Nearly 10 years ago, 32 weeks pregnant Berkley Wellstein and her husband, Bob, experienced the unimaginable loss.
“We went to the hospital, and they discovered that she no longer had a heartbeat,” said Berkley Wellstein.
Their baby girl was gone.
“This was actually the blanket that she was wrapped in after she was born,” Berkley said, pointing to a pink and white striped blanket fashioned in the shape of a heart inside a frame.
For the Wellsteins, the shock and grief of that moment turned into purpose: to keep their baby Jane’s memory alive.
“Throughout our house, you can really find Jane everywhere,” she said.
Though infant mortality has dropped to an all-time low, more than 21,000 babies are stillborn in the United States each year. Yet, for thousands of families in the immediate aftermath, there is no place to mourn.
“Leaving the hospital empty-handed with these memories and that feeling of, ‘OK, we aren't alone, this actually does happen,’ made us want to want to give back to others,” said Berkley.
It’s why the Wellsteins created the nonprofit Jane’s Room, a way to afford grieving families the space they need in hospitals and medical centers.
“As we walk in, you can kind of instantly tell that this is a little bit different than most hospital spaces,” said Bob Wellstein, now the president and executive director of Jane’s Room. “It doesn't feel like a medical room. It's a little bit more of a respite. We try to bring in touches of wood.

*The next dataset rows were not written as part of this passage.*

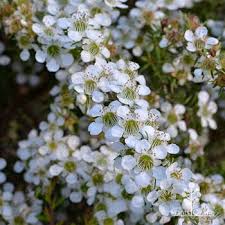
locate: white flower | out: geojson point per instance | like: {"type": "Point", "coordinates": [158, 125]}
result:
{"type": "Point", "coordinates": [94, 47]}
{"type": "Point", "coordinates": [199, 40]}
{"type": "Point", "coordinates": [206, 110]}
{"type": "Point", "coordinates": [116, 3]}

We bring in life, sometimes through the different types of plants that we have in the room.”
Each room is designed to provide comfort by allowing families to gather together in privacy to support one another and find their own way forward.
“It's an incredible gift this family gave to have this room here,” said Kim Sangster, a bereavement support and education coordinator at Rush University Medical Center, home to one of the Jane’s Room spaces.

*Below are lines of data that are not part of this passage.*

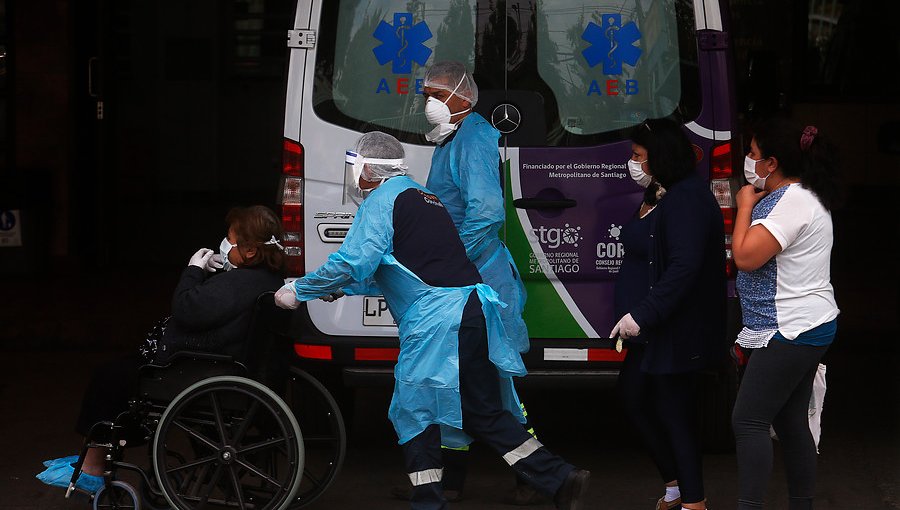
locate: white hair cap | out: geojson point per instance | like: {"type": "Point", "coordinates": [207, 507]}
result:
{"type": "Point", "coordinates": [382, 155]}
{"type": "Point", "coordinates": [450, 75]}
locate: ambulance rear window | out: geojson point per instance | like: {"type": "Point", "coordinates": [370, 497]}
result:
{"type": "Point", "coordinates": [581, 72]}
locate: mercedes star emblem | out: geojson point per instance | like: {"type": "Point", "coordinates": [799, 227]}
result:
{"type": "Point", "coordinates": [506, 118]}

“We had a mom and a baby in the NICU who died, and they wanted time to be able to just hold the baby and walk around in a space and give the baby a bath. And we brought mom, baby, and grandma over here to be able to do that,” said Sangster.
In the last decade, Jane's Room has built 10 rooms in Illinois, Pennsylvania, North Carolina, and Texas to help support more than 2,600 families. Three more are being designed and developed.

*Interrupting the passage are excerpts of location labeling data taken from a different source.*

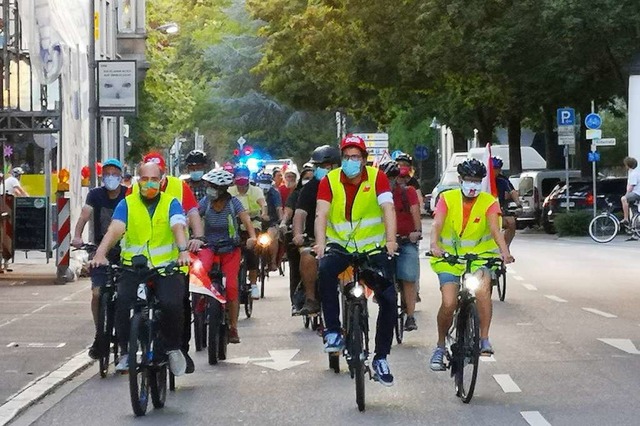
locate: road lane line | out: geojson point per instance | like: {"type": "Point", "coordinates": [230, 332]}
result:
{"type": "Point", "coordinates": [601, 313]}
{"type": "Point", "coordinates": [506, 383]}
{"type": "Point", "coordinates": [534, 418]}
{"type": "Point", "coordinates": [555, 298]}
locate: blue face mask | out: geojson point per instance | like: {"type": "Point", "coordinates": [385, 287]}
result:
{"type": "Point", "coordinates": [319, 173]}
{"type": "Point", "coordinates": [197, 175]}
{"type": "Point", "coordinates": [351, 168]}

“We're going to continue this process until we're in every major market and we're able to reach as many communities and families as we can,” said Bob Wellstein.
Today, the Wellsteins have three more children. And though they’ve never met their big sister Jane, she remains a constant source of love and hope for them and so many others.
“We tell them as much as we think that they can understand, and we tell them that it's hard to understand. We don't even understand it,” said Berkley Wellstein. “They know who she is. They have their t-shirts that they wear on special days. It feels right and good that we share Jane with our kids just, you know, as if she is their sister because she is.”